Question

How do you write $''4x$ (times) $4x$ (times) $4x''$ in exponential form?

Answer 1

Hint: This problem can be solved using law of indices.
${{a}^{m}} \times {{a}^{n}}={{a}^{m+n}}$ This is first law of indices which states that when the two terms have the same base and the terms have to multiplied together then their indices are added.
${{\left( ab \right)}^{n}}={{a}^{n}}.{{b}^{n}}$ In this formula the powers of the terms are separated and given to each. These two formulas will help you in solving problems.

Complete step by step solution:
Here, we have to write $''4x$ (times) $4x$ (times) $4x''$ in exponential form.
That is we have to write $4x.4x.4x$ in exponential form.
Now, $4x$ can be written as also ${{\left( 4x \right)}^{2}}$
Therefore, $4x={{\left( 4x \right)}^{1}}$
So, we have.
$\Rightarrow \left( 4x.4x.4x \right)={{\left( 4x \right)}^{1}}{{\left( 4x \right)}^{1}}{{\left( 4x \right)}^{1}}$
We know that, when multiplying the exponents having the same base value, we have to simply add their power and take base value as common. That is we can write above equation as,
$\left( 4x.4x.4x \right)={{\left( 4x \right)}^{1}}{{\left( 4x \right)}^{1}}{{\left( 4x \right)}^{1}}$
Now,
Taking base as common and adding the power then equation will be,
$\left( 4x.4x.4x \right)={{\left( 4x \right)}^{\left( 1+1+1 \right)}}$
$\Rightarrow \left( 4x.4x.4x \right)={{\left( 4x \right)}^{3}}$
Now, separating the power of term ${{\left( 4x \right)}^{3}}$ then we have,
$\left( 4x.4x.4x \right)={{4}^{3}}{{x}^{3}}$
As we know that,
${{4}^{3}}=4\times 4\times 4=64$ and keeping ${{x}^{3}}$ as it is.
Therefore we have the equation as.
$\left( 4x.4x.4x \right)=64{{x}^{3}}$
Hence, $''4x$ $\times$ $4x$ $\times$ $4x''$ in exponential form can be written as $64{{x}^{3}}$
The term exponential means the number of times a number multiplied by itself.

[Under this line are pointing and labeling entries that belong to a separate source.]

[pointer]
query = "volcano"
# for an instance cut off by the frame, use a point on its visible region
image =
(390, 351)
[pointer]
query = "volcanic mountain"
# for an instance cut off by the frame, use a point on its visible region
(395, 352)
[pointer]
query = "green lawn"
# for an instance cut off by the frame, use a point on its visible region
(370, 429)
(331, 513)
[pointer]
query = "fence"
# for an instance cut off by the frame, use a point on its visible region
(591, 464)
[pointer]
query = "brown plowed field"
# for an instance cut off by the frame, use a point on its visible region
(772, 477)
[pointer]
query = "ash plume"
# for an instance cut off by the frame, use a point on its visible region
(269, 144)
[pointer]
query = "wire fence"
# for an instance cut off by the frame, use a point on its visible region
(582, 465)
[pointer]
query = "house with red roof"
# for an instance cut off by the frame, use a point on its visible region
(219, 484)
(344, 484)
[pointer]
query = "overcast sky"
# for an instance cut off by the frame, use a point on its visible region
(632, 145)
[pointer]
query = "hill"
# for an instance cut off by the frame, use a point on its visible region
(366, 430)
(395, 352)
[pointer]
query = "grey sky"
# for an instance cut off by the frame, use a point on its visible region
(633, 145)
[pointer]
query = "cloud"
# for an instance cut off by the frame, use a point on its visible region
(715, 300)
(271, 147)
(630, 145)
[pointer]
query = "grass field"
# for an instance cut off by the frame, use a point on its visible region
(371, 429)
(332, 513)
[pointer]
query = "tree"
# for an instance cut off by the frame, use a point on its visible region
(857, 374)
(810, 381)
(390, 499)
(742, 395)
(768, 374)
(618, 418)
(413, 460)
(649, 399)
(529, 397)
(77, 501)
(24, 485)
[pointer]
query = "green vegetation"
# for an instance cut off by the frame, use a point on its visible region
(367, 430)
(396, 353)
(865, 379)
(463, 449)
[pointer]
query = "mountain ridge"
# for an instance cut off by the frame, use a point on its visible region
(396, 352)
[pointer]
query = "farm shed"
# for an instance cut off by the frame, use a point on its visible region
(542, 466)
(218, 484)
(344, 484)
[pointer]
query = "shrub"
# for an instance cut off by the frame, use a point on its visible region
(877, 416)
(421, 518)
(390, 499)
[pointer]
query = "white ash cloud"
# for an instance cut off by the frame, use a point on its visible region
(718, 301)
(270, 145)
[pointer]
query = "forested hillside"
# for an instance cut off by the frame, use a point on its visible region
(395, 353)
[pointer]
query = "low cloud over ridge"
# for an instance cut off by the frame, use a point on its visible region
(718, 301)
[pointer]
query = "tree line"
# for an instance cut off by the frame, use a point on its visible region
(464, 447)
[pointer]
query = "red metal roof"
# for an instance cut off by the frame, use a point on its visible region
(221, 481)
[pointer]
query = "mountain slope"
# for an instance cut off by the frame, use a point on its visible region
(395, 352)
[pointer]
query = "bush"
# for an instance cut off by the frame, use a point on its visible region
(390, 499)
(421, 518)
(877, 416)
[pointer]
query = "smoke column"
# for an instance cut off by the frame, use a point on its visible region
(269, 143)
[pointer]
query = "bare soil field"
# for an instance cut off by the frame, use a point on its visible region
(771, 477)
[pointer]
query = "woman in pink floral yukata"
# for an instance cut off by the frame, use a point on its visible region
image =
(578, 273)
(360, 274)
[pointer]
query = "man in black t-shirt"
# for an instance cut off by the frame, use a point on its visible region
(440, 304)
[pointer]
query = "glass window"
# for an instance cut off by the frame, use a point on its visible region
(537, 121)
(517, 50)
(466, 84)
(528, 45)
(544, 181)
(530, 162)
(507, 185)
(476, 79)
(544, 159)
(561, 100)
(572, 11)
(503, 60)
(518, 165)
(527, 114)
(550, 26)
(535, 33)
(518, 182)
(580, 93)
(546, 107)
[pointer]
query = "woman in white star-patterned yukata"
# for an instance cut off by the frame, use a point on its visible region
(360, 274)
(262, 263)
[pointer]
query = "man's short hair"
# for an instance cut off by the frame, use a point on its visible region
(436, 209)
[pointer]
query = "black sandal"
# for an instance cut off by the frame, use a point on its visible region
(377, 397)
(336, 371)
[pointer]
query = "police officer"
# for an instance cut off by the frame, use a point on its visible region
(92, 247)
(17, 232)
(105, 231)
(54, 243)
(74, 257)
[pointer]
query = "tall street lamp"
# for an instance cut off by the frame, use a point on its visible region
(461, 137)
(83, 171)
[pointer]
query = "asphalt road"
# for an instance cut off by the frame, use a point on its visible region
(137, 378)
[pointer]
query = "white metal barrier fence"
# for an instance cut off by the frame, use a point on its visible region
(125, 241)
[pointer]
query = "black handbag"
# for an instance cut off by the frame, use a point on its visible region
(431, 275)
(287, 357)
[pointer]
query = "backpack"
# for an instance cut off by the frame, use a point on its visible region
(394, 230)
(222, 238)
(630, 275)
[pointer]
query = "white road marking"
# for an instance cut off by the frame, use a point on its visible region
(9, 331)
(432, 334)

Here, we multiply the numbers and convert into the simplest and short form of exponential. Use laws of indices for solving problems.

Note: We have to take precaution when multiplying the exponents term with the same base value. We have not to multiply the power of bases. We have to take base value as common and perform addition of their powers only.